After a decade of tireless work to help an often-forgotten group, the Children of Incarcerated Parents Partnership has done something for the first time: hired a paid employee.

From its founding in 2011 until just a few days ago, the nonprofit was a purely volunteer-based program, said founder and executive director Shari Scher. But that’s all changing with the hiring of Alli Lanham, who will be working for COIPP in a part-time capacity as a development officer.

According to Scher, COIPP needed some paid employees to ensure its important work can continue to be done. “Executive directors have to be able to look down the road,” Scher said. “And by having paid employees who are committed to different aspects of COIPP, we can have the means — both in money and programs — to sustain us.”

In her capacity at COIPP, Lanham will be working to secure grants necessary for the organization’s continuing success. Lanham was previously employed by the United Way of Frederick County, where she worked as the director of advancement, which is how she met Scher and “immediately fell in love” with COIPP.

“All my work throughout my professional career, which has been about 15 years in the nonprofit sector, has been based around children,” Lanham said. “And that is where my passion is.” Lanham said she initially joined on with COIPP in a contracted position last May, after looking to step away from full-time work for a bit to raise her three young children. That role eventually blossomed into her new part-time position. Lanham said her work in the past, particularly at a children’s charity in New Zealand, helped to instill in her a strong desire to help disadvantaged children. “We provide basic human needs here at COIPP,” Lanham said. “And not only basic human needs, we’re also providing educational opportunities, family bonding opportunities and community building opportunities.”

COIPP’s goal, according to Scher and Lanham, is to provide numerous means of support for the children of parents who have been incarcerated, along with the adults in their lives who take care of those children. Scher said, regardless of the reasons of why a parent is incarcerated, it creates massive financial hardships for a child’s caretakers, whether the caretaker is a now-solo parent or grandparents of the child.
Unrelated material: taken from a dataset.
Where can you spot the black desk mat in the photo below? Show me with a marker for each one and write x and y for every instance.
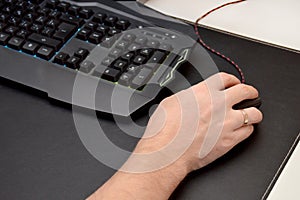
(43, 158)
Lanham said COIPP helps through numerous programs, such as offering support groups for children who have gone through the traumatic experience of losing a parent to incarceration, providing scholarships, purchasing educational and enrichment materials like books and sponsoring fun family activities. COIPP also sponsors workshops and classes for parents and caretakers who are navigating the hardships caused by a parent being incarcerated.

Scher said COIPP helped approximately 600 children and caretakers in Frederick County last year. She said COIPP is lucky to have Lanham to continue to help the organization serve children. “We have a lot to learn from her, and she has been a wonderful student of what we do here,” Scher said.

Lanham felt she’s the lucky one. “I feel just as lucky to be joining COIPP, since my heart is in the mission,” she said.

And while it took a decade for COIPP to hire its first employee, Scher said it won’t take nearly as long for the next one; she said she is actively interviewing for a part-time office manager.